Bild: Ahmed al-Qassas vor dem Zelt seiner Familie. Links neben den Kindern verl…
Deir al-Balah/Chan Junis/Berlin taz | Vor dem Zelt von Ahmed al-Qassas
riecht es nach Abwasser. In einem flachen Graben nur wenige Meter neben der
temporären Behausung seiner Familie steht die Brühe und versickert nach und
nach im sandigen Boden. Nach der israelischen Invasion der Stadt Rafah im
Süden des Gazastreifens ist die Familie al-Qassas nach Chan Junis geflohen,
seitdem leben Eltern und Kinder dort als Binnengeflüchtete in einem
Zeltcamp. Was früher eine Selbstverständlichkeit war – fließendes Wasser,
sauberes Trinkwasser, ein Bad, eine Toilette –, ist für sie jetzt zum
Problem geworden.
Früher, in seiner Wohnung in Rafah, an der Grenze zum Nachbarland Ägypten,
öffnete Ahmed al-Qassas einfach den Hahn. Nun warte seine Familie täglich
darauf, dass der Lastwagen mit entsalztem Meerwasser ins Camp komme.
„Manchmal bezahlen wir eine kleine Gebühr, manchmal stellen
Hilfsorganisationen es kostenlos zur Verfügung“, erzählt al-Qassas. Mit
Kanistern in den Händen stellen er oder seine Kinder sich dann in die Reihe
der Wartenden. Es ist die einzige Option, um günstig an sauberes
Trinkwasser zu kommen.
Bisher konnte al-Qassas sich die „kleine Gebühr“ leisten – obwohl er in
Rafah neben der Wohnung auch seine Arbeit in einem Supermarkt verloren hat.
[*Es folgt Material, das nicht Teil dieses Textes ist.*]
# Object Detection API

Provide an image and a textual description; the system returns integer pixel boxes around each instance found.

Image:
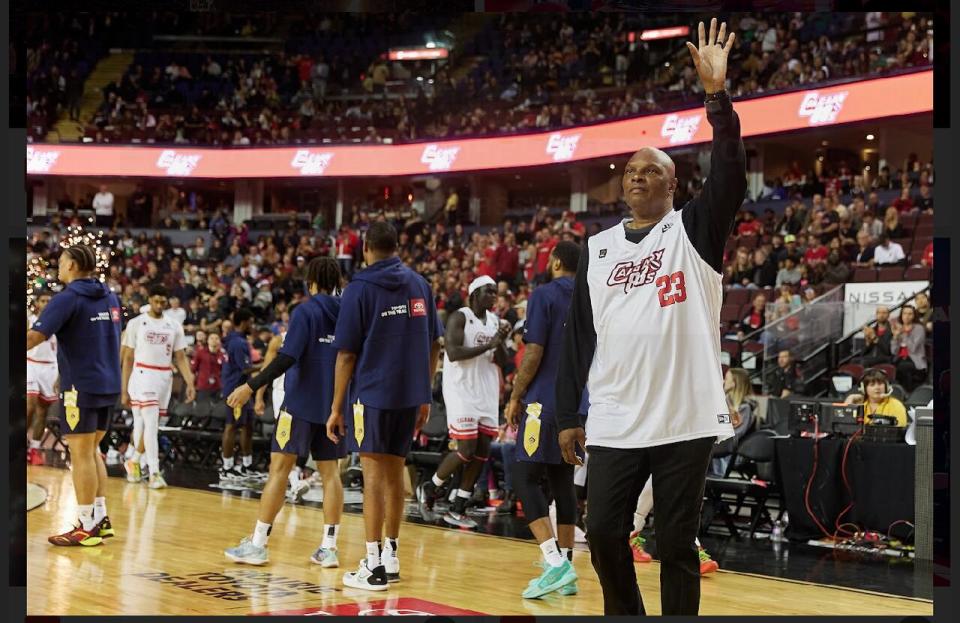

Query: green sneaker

[522,560,577,599]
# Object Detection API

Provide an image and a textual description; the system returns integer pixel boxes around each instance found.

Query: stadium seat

[877,266,903,282]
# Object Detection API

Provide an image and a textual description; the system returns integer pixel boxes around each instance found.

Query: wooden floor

[27,467,933,615]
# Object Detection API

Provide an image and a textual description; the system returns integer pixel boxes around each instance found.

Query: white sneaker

[343,558,387,591]
[380,550,400,584]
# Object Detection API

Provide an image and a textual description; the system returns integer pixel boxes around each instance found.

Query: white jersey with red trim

[122,314,187,370]
[27,314,57,366]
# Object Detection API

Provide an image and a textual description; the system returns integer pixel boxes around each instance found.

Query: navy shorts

[344,406,420,458]
[60,404,113,435]
[517,405,563,465]
[217,394,257,428]
[270,415,347,461]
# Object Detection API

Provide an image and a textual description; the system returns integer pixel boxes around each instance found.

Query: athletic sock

[93,498,107,523]
[367,541,380,571]
[540,539,563,567]
[320,524,340,549]
[77,504,97,532]
[253,519,273,547]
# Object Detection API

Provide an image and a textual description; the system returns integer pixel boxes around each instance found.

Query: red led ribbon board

[27,71,933,179]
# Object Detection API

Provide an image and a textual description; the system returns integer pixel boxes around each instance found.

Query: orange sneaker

[700,547,720,575]
[630,531,653,562]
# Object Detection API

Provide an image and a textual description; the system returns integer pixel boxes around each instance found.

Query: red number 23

[656,272,687,307]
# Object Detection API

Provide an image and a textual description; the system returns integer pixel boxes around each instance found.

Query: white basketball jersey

[443,307,500,419]
[123,314,187,369]
[586,211,733,448]
[27,314,57,365]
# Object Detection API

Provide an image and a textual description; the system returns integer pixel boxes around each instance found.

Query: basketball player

[506,240,580,599]
[120,286,196,489]
[224,257,347,568]
[417,275,510,529]
[27,292,59,465]
[327,222,443,591]
[557,19,746,615]
[253,326,312,502]
[27,245,120,546]
[220,308,256,481]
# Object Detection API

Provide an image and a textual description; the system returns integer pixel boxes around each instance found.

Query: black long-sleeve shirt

[556,96,747,430]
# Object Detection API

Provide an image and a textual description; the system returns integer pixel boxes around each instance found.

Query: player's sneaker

[223,536,270,565]
[380,550,400,584]
[417,478,437,510]
[97,515,117,539]
[630,531,653,562]
[47,525,103,547]
[522,560,577,599]
[343,558,387,591]
[123,459,143,482]
[700,547,720,575]
[443,510,477,530]
[287,480,310,502]
[310,547,340,569]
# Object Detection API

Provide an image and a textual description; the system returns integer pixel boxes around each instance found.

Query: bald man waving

[556,19,747,615]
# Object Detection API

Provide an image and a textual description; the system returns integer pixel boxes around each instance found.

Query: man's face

[621,149,677,210]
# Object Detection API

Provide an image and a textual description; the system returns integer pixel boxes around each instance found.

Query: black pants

[587,437,715,615]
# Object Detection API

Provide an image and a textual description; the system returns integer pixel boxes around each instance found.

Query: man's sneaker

[443,510,477,530]
[223,536,270,565]
[97,515,117,539]
[630,531,653,562]
[522,560,577,599]
[700,547,720,575]
[343,558,387,591]
[417,478,437,510]
[310,547,340,569]
[47,525,103,547]
[380,550,400,584]
[123,459,143,482]
[287,480,310,502]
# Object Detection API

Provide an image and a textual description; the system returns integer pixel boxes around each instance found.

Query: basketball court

[27,466,933,616]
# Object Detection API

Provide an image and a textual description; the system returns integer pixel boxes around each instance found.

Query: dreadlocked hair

[307,257,341,294]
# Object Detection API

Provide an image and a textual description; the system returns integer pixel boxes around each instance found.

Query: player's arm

[682,19,747,273]
[444,311,498,361]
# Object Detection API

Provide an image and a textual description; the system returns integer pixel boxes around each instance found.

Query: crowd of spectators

[33,13,932,146]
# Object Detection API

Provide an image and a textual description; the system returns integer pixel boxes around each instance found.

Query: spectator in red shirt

[737,210,763,236]
[803,236,830,266]
[190,333,227,400]
[494,234,520,288]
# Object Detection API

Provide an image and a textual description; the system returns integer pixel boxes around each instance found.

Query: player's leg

[648,437,714,615]
[587,446,648,615]
[630,476,653,562]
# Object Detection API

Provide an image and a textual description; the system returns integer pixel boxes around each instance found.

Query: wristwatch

[703,90,730,113]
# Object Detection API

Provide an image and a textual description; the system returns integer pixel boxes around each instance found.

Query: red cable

[803,417,833,539]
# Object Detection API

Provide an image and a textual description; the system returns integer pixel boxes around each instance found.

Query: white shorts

[27,359,60,404]
[127,364,173,415]
[447,411,500,439]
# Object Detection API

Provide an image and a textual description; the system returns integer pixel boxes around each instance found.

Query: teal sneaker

[522,560,577,599]
[223,536,270,565]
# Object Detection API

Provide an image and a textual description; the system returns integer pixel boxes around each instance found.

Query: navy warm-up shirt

[220,331,251,396]
[523,277,573,422]
[32,278,121,407]
[334,257,443,409]
[276,294,340,424]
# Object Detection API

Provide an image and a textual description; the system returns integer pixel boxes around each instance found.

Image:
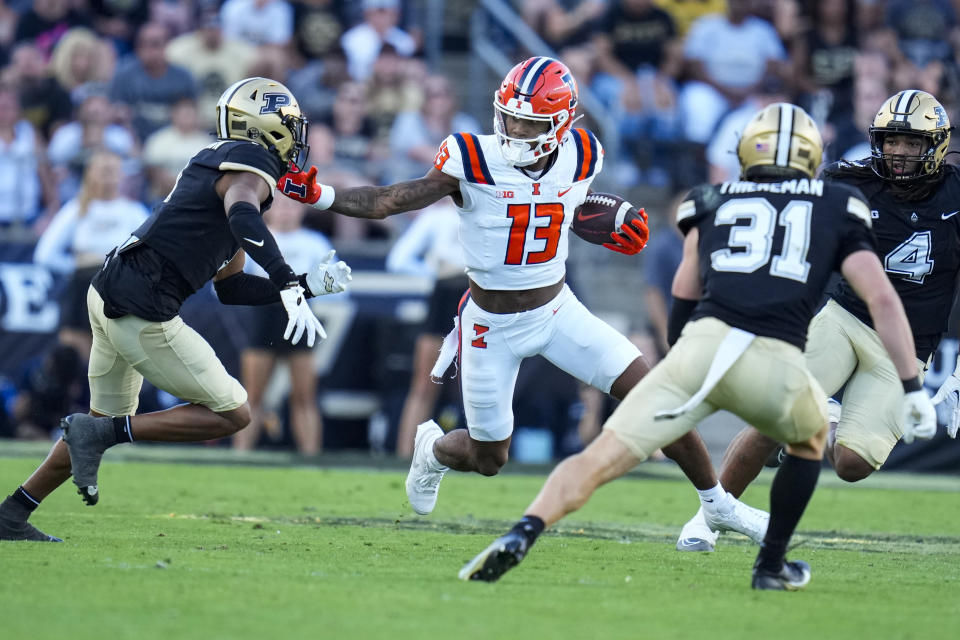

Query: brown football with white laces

[570,193,643,244]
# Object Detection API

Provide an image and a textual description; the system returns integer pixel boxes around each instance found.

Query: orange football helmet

[493,56,578,167]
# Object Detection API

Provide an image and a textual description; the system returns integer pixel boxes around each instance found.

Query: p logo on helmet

[217,78,310,169]
[260,93,290,115]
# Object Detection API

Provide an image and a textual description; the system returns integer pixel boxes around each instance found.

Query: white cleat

[703,493,770,544]
[677,507,720,551]
[406,420,448,516]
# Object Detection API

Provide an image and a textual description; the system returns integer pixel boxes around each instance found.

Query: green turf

[0,450,960,640]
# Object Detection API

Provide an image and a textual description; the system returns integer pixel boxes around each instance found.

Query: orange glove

[603,209,650,256]
[277,166,334,209]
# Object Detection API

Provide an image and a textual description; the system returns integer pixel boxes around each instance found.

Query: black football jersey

[823,160,960,361]
[677,179,875,349]
[93,140,285,322]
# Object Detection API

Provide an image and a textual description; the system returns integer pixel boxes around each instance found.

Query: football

[570,193,643,244]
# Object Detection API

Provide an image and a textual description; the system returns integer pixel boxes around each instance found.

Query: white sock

[427,436,449,471]
[697,482,727,513]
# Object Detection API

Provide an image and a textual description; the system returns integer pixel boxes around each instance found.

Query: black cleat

[0,498,63,542]
[457,531,529,582]
[750,560,810,591]
[60,413,116,506]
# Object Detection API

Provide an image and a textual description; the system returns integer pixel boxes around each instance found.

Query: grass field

[0,447,960,640]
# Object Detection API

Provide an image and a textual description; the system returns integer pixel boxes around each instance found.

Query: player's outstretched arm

[277,167,460,220]
[840,250,937,444]
[667,228,703,347]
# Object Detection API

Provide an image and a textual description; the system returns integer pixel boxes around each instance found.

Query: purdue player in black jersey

[460,103,935,590]
[677,90,960,550]
[0,78,350,541]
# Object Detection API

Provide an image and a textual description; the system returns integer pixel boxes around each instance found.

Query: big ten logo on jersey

[0,263,60,333]
[260,93,290,115]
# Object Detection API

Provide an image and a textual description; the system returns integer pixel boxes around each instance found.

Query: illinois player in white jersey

[277,57,765,537]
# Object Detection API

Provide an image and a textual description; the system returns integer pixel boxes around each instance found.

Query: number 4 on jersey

[883,231,933,284]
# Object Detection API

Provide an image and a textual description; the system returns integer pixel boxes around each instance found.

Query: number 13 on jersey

[503,202,563,265]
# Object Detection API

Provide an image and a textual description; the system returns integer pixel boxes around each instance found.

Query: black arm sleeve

[213,272,280,306]
[227,202,297,289]
[667,298,699,347]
[1][Doch seit vergangener Woche hat Israel seine Stromlieferungen in den
Gazastreifen wieder unterbrochen]: ein Druckmittel, um die Hamas zu
Zugeständnissen in den Verhandlungen über den Geisel-Waffenruhe-Deal zu
zwingen. Und eine Bedrohung für Familie al-Qassas. Denn mit dem Strom aus
Israel wurde im nördlich von Chan Junis gelegenen Deir al-Balah die
Entsalzungsanlage betrieben, die Südgaza mit Frischwasser versorgt. Ohne
den Strom aus Israel musste die nun in die Notversorgung wechseln.
Entsalztes Wasser wird knapp, die Preise dafür steigen.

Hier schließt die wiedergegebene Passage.